In fact, the President’s invite to Republicans has come pre-packaged with some pretty audacious spin. For starters, this week the President has aggressively tried to frame Republicans as the obstructers to health care passage, unwilling to participate in the process. That’s a pretty tough sell for a President with a 77-seat majority in the House and 59 Democrat Senators in the other chamber. And before taking that line, the President might want to check with his partisan partner, Speaker Pelosi, who famously told House Democrats they would be shut out themselves if they attempted to work with Republicans on health care.

That brings us to the second, more laughable, new claim from the White House: that the bill already contains Republican ideas and concessions from Democrats. Right.

Let’s be clear: the only concessions made by the President have been to win over votes in his own party. Allowing people to purchase insurance across state lines only if said insurance complies with stringent federal rules and pledging to further study lawsuit abuse does not qualify as bipartisan collaboration.

Now, one could not be faulted for, at first blush, interpreting the President’s invitation to Republicans as recognition that his current health care plan is a loser with the public and as a symbol of new openness to a different – more patient-centered – approach to health care reform. That would make sense, since at this point it shouldn’t take a professional pollster to recognize that his plan is a non-starter for most Americans and continuing down the current path would be a fruitless political exercise.

The more we hear from him, however, it appears our “pragmatic” President still hasn’t gotten the message and remains immovably wedded to the plans already passed in the House and Senate. This being the case, it appears this summit is simply an attempt by the President to use the White House as a political tool to intimidate his way into a government takeover of healthcare. The American people and Republicans in Congress will not be taken by this Chicago-style politics.
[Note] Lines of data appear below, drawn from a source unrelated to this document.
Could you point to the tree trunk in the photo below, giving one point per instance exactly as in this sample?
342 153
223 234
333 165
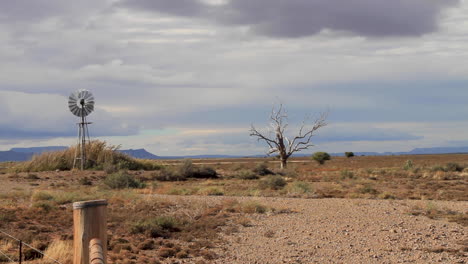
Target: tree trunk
284 163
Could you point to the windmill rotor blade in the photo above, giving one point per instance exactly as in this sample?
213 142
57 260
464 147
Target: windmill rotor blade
74 103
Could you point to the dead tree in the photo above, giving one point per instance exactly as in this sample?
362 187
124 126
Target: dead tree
279 143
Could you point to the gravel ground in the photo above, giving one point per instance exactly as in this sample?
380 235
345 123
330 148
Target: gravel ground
344 231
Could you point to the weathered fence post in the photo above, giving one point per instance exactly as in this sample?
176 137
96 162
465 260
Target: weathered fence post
89 221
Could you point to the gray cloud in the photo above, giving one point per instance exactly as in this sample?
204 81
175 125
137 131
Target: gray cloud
37 10
299 18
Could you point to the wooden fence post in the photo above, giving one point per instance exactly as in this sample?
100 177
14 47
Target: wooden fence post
89 222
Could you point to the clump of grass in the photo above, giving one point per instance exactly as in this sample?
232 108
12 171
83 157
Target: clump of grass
166 174
321 157
432 211
122 180
156 226
184 171
42 196
246 175
60 251
449 167
253 207
454 167
346 174
275 182
408 165
215 191
386 196
44 205
99 153
368 189
85 181
299 187
262 169
32 177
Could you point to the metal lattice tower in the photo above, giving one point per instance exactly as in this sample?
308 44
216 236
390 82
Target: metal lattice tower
81 104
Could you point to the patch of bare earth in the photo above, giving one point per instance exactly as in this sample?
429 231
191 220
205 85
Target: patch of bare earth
345 231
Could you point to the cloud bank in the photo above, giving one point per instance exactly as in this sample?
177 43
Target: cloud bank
300 18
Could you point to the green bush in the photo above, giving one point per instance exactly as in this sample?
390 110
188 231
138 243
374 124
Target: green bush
275 182
246 175
122 180
166 174
408 165
321 157
46 206
42 196
454 167
85 181
156 226
346 174
205 173
253 207
261 169
187 169
300 187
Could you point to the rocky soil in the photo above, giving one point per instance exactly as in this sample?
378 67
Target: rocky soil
344 231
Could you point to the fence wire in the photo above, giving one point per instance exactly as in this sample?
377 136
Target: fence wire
29 246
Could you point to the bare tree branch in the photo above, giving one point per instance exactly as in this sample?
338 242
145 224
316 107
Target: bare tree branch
277 137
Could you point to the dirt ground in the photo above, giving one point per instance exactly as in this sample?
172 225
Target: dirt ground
407 216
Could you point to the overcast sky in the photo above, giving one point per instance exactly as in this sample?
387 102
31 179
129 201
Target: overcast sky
181 77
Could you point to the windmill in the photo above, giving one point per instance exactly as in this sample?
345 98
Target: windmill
81 104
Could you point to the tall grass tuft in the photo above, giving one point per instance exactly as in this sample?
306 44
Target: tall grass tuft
99 156
61 251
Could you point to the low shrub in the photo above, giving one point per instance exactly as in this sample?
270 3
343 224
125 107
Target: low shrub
246 175
253 207
42 196
85 181
166 174
205 173
186 169
299 187
346 174
454 167
321 157
275 182
261 169
46 206
215 191
122 180
408 165
156 226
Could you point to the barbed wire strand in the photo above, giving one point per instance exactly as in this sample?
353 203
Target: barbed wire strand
31 247
6 256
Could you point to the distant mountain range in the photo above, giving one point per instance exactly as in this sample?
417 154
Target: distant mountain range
23 154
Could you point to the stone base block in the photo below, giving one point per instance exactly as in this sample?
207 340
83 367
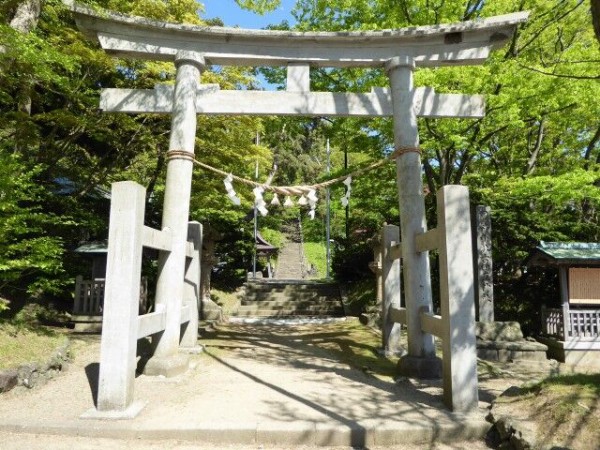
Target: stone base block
167 366
419 367
129 413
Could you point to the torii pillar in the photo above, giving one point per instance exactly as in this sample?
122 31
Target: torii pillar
166 360
420 361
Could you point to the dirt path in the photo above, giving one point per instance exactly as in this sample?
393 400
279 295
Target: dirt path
276 376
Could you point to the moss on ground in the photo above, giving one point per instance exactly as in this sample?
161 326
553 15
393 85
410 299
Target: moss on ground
20 345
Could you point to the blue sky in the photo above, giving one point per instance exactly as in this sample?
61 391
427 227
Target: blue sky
232 15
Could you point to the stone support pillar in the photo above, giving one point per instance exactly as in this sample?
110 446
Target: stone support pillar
417 281
191 290
390 331
457 299
120 316
170 284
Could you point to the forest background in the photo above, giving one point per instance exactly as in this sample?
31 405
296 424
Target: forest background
534 158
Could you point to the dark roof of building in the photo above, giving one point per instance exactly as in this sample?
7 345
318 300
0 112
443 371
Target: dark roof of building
565 254
93 247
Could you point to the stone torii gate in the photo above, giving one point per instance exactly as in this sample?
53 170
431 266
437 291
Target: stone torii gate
399 52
Unless the President is willing to sincerely start from scratch with a blank sheet of paper and agree to rule out certain ideas Americans fundamentally reject, his health care summit will be nothing more than empty political theater. Constructive negotiations are only possible if the President listens to the American people and promises that health care reform will not contain:

  1. A government-run plan of any kind which would destroy private, personal coverage.
  2. Mandates on individuals or employers which violate our Constitution and place undue burdens on people and businesses.
  3. Tax increases which hinder our economy and endorse larger government involvement in our lives.
  4. Bureaucratic decision-making which takes health care control away from patients and doctors and hands it to Washington.

All year long, Republicans have been standing with Americans who understand there are certain principles for positive health care reform. An invite from the President is no reason for Republicans to abandon these people or principles.

If the President wants to shoot straight and start over on a real bipartisan bill the American people can support, we are here, ready, willing, and able to make it happen. We have solutions, like H.R. 3400. But if the President is simply looking for a political solution to bad policy, there’s very little room for negotiation. We have made our position quite clear. Now the ball is in the White House’s court.